L’annotation des livres à part ou à l’intérieur reste utile, mais s’il s’agit d’écrire à partir de là, autant écrire tout de suite. Le format timbre-poste oblige à une certaine concision. Si je note dans un carnet à part, alors je commence à écrire pour de bon, les lignes s’enchaînent et j’épuise l’écriture, mais je n’ai pas lu, au bout du compte. La Reine mère m’a tannée pendant des années au sujet de ce qu’elle appelle « La méthode Caracolion », ce qui est bon titre : elle a le sens du titre, mais pas celui de la méthode, ni du travail, du travail laborieux, gagne-petit, sans esbroufe. Je commence à peine à mettre la main sur ma sacrée méthode, c’est-à-dire : une qui me convienne. Il faut des années pour coudre ça sur mesure, pour coudre sur soi, les essayages sont très longs. Ça fait un bail que je sais trouver les livres qui font écrire et les laisser me trouver et patienter aussi, accepter que le temps de la trouvaille et le temps de la lecture ne coïncident pas forcément et tant s’en faut, parfois je mets des mois, des lustres à savoir lire ce qui est sur ma table de nuit. Passant enfin à la lecture, j’en dégageai une atmosphère, une impression vague et (avec certaines livres) un désir d’écrire décuplé, ravivé, comme « à neuf », avec son goût de châtaigne électrique attrapé dans l’enfance.
Et voilà que ce bricolage de collettes, de millefeuilles (je tourne autour du mot, mais c’est défets que je veux dire, que je veux dire à nouveau. Mot aimé sans jamais lui trouver de chantier idéal : comment cela serait-il possible puisqu’il signifie le contraire, l’épars…), ces amorces insérées sous la ligne, sous le paragraphe d’un·e autre, viennent s’ajouter à cela, qui n’était pas rien, mais qui n’était pas… précis ? Direct ? Prêt à l’emploi ? En tous cas, Tout ce que le monde croyait solide s’épaissit. À voir à présent comment se prolongeront ces notes brèves, ces débuts…
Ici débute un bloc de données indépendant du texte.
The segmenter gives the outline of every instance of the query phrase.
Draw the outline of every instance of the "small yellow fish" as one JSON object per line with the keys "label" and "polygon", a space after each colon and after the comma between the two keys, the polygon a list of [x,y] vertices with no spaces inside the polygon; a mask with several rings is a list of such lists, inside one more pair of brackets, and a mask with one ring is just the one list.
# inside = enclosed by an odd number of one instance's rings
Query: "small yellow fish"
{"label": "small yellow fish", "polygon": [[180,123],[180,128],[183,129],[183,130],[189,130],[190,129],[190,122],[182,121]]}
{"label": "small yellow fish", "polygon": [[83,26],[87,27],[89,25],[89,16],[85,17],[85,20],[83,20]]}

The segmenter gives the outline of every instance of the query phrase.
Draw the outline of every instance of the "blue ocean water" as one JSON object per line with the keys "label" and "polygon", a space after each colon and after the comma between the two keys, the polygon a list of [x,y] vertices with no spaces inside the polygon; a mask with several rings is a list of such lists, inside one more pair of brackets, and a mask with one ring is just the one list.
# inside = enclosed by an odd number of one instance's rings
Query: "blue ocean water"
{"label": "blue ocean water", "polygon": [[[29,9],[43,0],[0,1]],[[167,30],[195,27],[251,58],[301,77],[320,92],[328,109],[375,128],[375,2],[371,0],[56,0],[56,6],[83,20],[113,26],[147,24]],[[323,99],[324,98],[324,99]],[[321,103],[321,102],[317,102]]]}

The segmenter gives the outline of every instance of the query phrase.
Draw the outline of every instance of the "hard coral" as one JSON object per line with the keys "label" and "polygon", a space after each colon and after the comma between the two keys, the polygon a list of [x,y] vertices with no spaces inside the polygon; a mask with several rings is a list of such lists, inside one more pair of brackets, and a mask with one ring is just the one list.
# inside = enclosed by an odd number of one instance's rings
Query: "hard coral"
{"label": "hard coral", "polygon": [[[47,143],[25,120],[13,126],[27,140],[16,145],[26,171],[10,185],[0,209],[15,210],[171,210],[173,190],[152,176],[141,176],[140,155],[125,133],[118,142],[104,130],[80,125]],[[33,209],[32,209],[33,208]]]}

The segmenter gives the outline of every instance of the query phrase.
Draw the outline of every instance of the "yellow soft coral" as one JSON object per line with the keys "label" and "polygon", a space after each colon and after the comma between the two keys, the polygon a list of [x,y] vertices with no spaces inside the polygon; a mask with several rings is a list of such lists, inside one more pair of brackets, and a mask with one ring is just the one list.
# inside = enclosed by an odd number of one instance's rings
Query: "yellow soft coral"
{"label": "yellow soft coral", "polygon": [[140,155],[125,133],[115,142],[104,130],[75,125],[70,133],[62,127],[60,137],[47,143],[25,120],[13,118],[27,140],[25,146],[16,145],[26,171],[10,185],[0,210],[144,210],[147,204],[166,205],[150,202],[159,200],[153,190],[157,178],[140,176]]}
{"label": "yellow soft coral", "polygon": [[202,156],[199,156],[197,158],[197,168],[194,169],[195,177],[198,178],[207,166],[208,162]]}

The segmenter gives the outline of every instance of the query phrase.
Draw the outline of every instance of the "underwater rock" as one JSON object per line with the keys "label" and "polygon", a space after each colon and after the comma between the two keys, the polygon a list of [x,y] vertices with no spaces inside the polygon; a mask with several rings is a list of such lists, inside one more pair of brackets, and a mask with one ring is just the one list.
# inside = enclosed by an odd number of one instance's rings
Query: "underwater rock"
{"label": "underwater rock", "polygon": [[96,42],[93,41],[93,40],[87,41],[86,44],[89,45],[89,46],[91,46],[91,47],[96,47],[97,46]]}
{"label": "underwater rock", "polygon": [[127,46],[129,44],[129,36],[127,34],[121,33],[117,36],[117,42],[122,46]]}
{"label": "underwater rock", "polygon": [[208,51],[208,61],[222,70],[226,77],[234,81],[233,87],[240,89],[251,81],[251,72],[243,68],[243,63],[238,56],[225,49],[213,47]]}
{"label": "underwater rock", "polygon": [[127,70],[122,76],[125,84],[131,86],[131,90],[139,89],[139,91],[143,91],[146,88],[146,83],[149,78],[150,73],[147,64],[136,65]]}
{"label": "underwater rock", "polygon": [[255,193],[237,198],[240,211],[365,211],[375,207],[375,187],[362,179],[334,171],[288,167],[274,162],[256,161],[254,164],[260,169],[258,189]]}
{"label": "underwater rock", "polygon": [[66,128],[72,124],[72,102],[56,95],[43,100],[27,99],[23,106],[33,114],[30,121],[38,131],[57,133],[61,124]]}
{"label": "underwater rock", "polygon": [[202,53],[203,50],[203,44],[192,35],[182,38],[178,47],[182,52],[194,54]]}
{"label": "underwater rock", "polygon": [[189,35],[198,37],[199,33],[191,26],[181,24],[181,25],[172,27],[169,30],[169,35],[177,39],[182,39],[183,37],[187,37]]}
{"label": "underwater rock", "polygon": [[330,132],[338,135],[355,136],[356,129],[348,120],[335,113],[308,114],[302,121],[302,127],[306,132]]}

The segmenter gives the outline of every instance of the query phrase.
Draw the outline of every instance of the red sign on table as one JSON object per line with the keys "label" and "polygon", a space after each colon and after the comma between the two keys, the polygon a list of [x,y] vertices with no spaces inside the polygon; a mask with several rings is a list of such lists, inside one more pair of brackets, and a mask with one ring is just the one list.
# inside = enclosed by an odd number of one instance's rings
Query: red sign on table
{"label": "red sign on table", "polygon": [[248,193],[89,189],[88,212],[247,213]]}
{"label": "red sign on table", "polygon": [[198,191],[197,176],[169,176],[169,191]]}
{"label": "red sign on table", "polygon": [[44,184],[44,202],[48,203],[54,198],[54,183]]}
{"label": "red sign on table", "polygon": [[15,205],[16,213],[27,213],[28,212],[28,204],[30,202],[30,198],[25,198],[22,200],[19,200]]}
Le format proposé par ƒ pour clore le cycle #photofictions me donne la mesure du changement. En 2016, date où j’ai rejoint l’atelier du Tiers Livre, écrire cinq lignes, c’était le bout du monde. Tout passait par la petite moulinette de la perfection, pesé cent fois sur la balance très sensible d’une respectabilité toute fantasmée. Il fallait que ça regorge de double sens, et que ce soit très très intelligent. Intelligible, ça, on s’en foutait… Aujourd’hui, l’intelligibilité n’est toujours pas moins fort, mais j’ai changé de braquet et 1800 caractères, c’est à peine une introduction. Un texte à augmenter qui sait déjà où il va prendre. Il vient s’ajouter aux tutos de Sasha, ou plutôt cadrer, introduire tous ceux qui se trouvent déjà dans l’Archive Sauveterre. Je consigne ici la version longue : #photofictions # 09 | Voyage retour. La version courte figurera au livre de l’atelier…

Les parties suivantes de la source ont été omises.